On the evolutionary front, it may well be the unhappy we have to thank. Survival of the fittest meant that the successful reproducers among our ancestors learned to envy their even more successful neighbours. This is not to say people are inherently greedy or avaricious, Nettle argues: in some societies generosity was valued above all, in others it was cunning or bravery. In our advanced capitalist society, wealth and possessions are the most obvious status symbols. What's more, everything today is magnified. "All cultures have been concerned about increasing personal happiness, but there have been harsh constraints on how much you could really do that," says Nettle. "We're so affluent now and exposed to so many media, that what would be normally a minor drive is worked up into a frenzy."
Yet we should not and cannot, in Nettle's view, give up the search for happiness. Our personalities -- whether sunny or sad -- may be largely set at birth. Scientists are now discovering personality may even correspond to distinct types of brain activity. To oversimplify, neurotics tend to be unhappy, and show greater blood flow in the right part of the brain (the intuitive, sensory side); extroverts tend to be happy, with more blood flowing through the left hemisphere (the logical, analytical side).

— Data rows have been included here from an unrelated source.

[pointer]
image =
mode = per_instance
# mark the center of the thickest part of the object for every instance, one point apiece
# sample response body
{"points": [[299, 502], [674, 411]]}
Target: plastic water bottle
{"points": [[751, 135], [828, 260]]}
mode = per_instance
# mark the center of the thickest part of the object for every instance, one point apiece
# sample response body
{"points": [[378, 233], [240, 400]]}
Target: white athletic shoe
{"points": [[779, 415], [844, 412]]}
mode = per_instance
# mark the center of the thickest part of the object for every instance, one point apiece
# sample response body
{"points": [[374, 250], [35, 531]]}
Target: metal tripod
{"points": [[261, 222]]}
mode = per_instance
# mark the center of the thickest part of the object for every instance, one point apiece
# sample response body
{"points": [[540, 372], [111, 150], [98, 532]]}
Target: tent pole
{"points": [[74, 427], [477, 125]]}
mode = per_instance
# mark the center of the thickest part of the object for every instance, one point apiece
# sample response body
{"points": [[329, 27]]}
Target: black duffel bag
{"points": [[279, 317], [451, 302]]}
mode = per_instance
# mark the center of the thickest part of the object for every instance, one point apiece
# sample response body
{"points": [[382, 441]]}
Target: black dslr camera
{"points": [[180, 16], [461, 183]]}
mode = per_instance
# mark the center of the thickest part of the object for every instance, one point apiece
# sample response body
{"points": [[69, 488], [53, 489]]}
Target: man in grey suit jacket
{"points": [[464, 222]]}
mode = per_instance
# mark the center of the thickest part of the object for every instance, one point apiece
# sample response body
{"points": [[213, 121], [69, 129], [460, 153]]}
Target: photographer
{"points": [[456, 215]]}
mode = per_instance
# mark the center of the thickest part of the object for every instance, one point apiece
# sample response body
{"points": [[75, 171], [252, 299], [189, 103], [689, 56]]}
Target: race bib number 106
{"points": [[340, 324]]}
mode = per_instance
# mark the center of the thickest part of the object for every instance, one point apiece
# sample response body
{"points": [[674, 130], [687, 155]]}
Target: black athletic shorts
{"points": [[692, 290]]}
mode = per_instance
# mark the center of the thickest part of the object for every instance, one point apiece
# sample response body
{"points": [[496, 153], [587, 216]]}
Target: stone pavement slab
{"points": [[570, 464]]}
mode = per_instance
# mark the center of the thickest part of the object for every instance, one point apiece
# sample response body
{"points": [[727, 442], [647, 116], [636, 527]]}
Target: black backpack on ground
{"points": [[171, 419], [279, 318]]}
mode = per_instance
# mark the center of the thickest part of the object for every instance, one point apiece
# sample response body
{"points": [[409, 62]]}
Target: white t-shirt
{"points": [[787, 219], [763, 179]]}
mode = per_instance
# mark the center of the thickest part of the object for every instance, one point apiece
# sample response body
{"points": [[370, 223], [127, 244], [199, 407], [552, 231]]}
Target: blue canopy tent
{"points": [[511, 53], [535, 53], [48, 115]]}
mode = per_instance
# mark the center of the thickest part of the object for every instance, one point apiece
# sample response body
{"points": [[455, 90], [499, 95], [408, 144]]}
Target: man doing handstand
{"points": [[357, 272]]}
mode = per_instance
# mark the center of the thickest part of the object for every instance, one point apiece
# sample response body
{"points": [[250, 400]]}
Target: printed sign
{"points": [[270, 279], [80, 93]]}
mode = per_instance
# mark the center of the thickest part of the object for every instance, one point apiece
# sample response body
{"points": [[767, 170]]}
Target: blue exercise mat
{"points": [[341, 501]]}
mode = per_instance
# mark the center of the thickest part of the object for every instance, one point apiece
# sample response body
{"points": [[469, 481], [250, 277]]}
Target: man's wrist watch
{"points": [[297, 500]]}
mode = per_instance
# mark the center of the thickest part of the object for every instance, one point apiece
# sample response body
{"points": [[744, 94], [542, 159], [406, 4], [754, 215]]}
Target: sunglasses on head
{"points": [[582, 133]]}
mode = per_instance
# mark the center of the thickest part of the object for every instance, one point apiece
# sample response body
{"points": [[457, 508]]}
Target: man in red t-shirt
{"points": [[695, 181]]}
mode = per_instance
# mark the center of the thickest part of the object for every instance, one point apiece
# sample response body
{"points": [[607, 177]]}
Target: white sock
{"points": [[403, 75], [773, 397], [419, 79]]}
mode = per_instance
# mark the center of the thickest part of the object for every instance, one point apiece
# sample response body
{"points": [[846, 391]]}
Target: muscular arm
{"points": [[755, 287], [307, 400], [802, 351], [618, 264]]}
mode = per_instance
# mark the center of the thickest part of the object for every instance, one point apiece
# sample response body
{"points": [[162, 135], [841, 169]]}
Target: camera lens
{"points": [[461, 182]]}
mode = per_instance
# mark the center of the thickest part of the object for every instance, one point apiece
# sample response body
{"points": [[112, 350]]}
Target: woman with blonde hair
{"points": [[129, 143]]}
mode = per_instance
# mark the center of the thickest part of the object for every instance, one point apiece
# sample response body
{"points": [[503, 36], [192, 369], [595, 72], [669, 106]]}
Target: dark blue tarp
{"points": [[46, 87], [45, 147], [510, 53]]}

Recent research in Canada and elsewhere emphasizes the importance of volunteering, spending time with friends (especially those of the opposite sex), being physically active and keeping a diary. These things are more likely to bring about a felicitous state than education, youth, beauty or money on their own. Marriage and children, incidentally, are a roller-coaster ride, temporarily boosting mood only to deflate it as the stresses of family life accumulate.

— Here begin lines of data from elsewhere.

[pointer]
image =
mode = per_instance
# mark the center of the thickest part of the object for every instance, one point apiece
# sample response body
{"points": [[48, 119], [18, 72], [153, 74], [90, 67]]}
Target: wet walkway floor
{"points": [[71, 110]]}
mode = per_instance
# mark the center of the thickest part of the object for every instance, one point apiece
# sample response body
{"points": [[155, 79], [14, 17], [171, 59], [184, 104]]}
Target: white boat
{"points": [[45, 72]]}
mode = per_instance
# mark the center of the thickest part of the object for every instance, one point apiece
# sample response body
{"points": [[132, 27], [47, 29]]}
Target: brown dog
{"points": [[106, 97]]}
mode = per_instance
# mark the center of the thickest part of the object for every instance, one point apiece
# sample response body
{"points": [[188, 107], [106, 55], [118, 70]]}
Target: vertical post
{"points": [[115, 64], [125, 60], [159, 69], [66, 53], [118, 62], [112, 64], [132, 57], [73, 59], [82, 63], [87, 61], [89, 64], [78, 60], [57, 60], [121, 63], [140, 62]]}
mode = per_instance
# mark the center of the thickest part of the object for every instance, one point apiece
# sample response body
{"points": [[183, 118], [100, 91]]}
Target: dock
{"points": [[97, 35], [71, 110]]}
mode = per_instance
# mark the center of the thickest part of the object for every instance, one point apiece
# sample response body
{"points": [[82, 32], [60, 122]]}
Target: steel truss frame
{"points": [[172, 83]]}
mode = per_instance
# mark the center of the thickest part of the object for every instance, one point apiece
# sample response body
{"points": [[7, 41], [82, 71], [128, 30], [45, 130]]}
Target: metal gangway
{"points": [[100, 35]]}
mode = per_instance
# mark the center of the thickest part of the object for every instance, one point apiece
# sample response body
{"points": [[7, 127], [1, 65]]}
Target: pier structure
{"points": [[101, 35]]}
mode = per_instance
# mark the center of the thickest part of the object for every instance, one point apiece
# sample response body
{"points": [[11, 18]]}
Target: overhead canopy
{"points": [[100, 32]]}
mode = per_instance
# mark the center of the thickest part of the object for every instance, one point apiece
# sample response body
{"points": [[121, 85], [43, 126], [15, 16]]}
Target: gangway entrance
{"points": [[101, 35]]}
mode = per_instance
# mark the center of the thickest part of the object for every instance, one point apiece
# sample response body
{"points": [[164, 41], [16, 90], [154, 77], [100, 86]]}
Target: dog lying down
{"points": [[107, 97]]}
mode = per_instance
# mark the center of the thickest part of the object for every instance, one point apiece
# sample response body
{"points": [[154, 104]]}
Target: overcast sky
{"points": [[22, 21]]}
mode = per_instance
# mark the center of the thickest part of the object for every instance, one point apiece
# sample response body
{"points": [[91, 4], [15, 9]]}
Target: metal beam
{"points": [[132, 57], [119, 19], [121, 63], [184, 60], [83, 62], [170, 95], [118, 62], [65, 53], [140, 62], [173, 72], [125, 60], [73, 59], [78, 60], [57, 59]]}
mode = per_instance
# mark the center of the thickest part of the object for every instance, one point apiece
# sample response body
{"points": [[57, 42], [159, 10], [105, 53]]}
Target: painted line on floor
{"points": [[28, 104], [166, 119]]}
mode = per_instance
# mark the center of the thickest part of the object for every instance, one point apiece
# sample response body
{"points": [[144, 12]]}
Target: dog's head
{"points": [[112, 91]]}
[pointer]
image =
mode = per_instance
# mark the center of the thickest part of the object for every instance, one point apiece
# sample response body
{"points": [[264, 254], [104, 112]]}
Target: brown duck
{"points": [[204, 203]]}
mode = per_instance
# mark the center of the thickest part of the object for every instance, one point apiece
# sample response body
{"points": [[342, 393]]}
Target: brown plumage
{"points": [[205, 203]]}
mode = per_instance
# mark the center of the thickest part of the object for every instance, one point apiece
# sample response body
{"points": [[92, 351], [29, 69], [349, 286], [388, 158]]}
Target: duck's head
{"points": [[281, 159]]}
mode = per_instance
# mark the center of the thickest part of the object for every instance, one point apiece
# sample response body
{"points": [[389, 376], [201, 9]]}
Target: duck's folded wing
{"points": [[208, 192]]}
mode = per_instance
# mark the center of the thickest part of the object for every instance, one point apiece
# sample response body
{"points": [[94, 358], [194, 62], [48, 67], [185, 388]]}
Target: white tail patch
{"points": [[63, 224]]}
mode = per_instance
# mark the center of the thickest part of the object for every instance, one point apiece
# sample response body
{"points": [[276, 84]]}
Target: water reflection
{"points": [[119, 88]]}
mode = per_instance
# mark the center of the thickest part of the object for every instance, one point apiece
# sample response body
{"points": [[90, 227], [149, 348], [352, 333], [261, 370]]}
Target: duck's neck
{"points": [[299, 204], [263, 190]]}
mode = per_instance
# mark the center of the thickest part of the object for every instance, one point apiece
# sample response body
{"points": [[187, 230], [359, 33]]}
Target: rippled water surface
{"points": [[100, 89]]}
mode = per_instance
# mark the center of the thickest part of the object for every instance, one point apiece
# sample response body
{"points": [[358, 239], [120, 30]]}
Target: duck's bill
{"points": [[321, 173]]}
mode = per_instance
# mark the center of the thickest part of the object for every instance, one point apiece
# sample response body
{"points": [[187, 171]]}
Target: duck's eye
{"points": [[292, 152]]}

Cognitive behavioural therapy, drugs, spirituality, meditation and "pleasant activities training" (a clinical term for, you guessed it, doing things you enjoy), can all be productive treatments for feeling depressed, Nettle says in his new book. None of these compare, however, to forgetting about our bid to be happy, and connecting with things that are larger than ourselves -- nature, art, literature, faith, meditation or hobbies. This is because we're caught in what Nettle calls the "hedonic paradox." In "pursuing happiness itself, one makes it more distant," he argues. "Whereas by pursuing something else, one can inadvertently bring it closer." Didn't Gran have something to say about that as well?